Abstract
Bone scan and PET are routinely used in follow-up of oncology patients to evaluate metastases. The availability of these imaging modalities is largely limited to developing countries. Moreover, these modalities expose the already weakened cancer-affected patient to potentially harmful radiation.
A preliminary study was undertaken to see if whole-body imaging with MRI is able to solve this dilemma, as MRI is usually more readily available and is a radiation-free modality. MRI helps in detecting metastatic lesions before changes in bone metabolism make them detectable on bone scan (1).
Diffusion-weighted whole-body MRI with background body signal suppression (DWIBS) was performed using 1.5 T Philips MRI on patients with malignancies and the following parameters were used: TR >5000 ms, TE <70 ms, EPI factors 47, SENSE factor 2, b value 1000 s
DWIBS images were displayed with inversion of grey scale. Tumors with high cellularity possess many cellular membranes leading to restricted diffusion. Therefore the region with restricted diffusion appears bright on DWI.
As the images are displayed with inversion of grey scale, they resemble bone scan or PET images, and are well accepted by treating doctors (2, 3). DWIBS images in a normal healthy man show normal low signal appearance in brain, spinal cord, stomach, spleen, pelvis, and testes.
The advantages of DWIBS over conventional diffusion weighted imaging (3) are thin slices can be obtained, images with multiple b-values including high b-values can be acquired, multiple signal averaging is possible, enabling volumetric (3D) image rendering in any plane. Moreover, no breath-hold is needed because as DWIBS employs single-shot EPI, the acquired phase-shift due to respiratory motion is equal in each phase-encoding step and hence does not affect image formation (3).
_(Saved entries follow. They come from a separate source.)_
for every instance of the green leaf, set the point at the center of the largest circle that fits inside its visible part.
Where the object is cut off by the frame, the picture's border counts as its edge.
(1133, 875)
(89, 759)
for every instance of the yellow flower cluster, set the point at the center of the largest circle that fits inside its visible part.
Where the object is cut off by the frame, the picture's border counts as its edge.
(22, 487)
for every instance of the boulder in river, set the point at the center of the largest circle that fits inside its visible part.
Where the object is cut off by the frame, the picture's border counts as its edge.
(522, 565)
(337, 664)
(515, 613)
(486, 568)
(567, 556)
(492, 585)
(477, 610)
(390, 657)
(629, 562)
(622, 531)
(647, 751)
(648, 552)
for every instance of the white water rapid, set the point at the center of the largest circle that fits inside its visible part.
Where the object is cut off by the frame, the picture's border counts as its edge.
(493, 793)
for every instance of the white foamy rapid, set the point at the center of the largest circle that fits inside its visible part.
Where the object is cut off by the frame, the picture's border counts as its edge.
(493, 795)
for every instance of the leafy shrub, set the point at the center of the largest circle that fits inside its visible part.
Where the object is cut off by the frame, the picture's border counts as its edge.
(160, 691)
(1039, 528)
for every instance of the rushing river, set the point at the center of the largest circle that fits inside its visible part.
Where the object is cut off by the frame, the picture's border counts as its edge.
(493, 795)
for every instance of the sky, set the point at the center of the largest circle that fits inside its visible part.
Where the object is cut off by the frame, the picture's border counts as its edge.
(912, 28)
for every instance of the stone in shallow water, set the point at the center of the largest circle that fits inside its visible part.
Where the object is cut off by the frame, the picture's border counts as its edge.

Our initial DWIBS results in seven women (aged >40 years) having breast carcinoma have proved satisfactory and have been well accepted by the referring doctors. Moreover, DWIBS is less expensive and less time-consuming than bone scan or PET.
One of the limitations of DWIBS (3) is that abscesses can mimic malignancies. Poor anatomical details are also noted. Normal non-pathological structures liver, gall bladder, spleen, kidneys, et cetera also show up, hence basic T1, T2WI and STIR remain indispensable to act as an anatomical reference frame for the DWIBS.
Applications of DWIBS in oncology (3) are mainly for staging and monitoring response to treatment. Persistent or recurrent tumor tissue will show a more restricted diffusion than treatment-related changes, mainly because of higher cellular density of the former. Hence it is possible to differentiate persistent or recurrent tumor tissue from non-tumoral post-therapeutic change using DWIBS, although further research is indicated for proving this concept.
Our initial results prove that DWIBS is a good alternative for whole-body imaging to assess metastases and help in staging of cancer patients. It is radiation-free, widely available, and cost-efficient. Therefore, we suggest that it could be used more often, although comparative studies with bone scan and PET would help in establishing statistical details about sensitivity and specificity of each modality.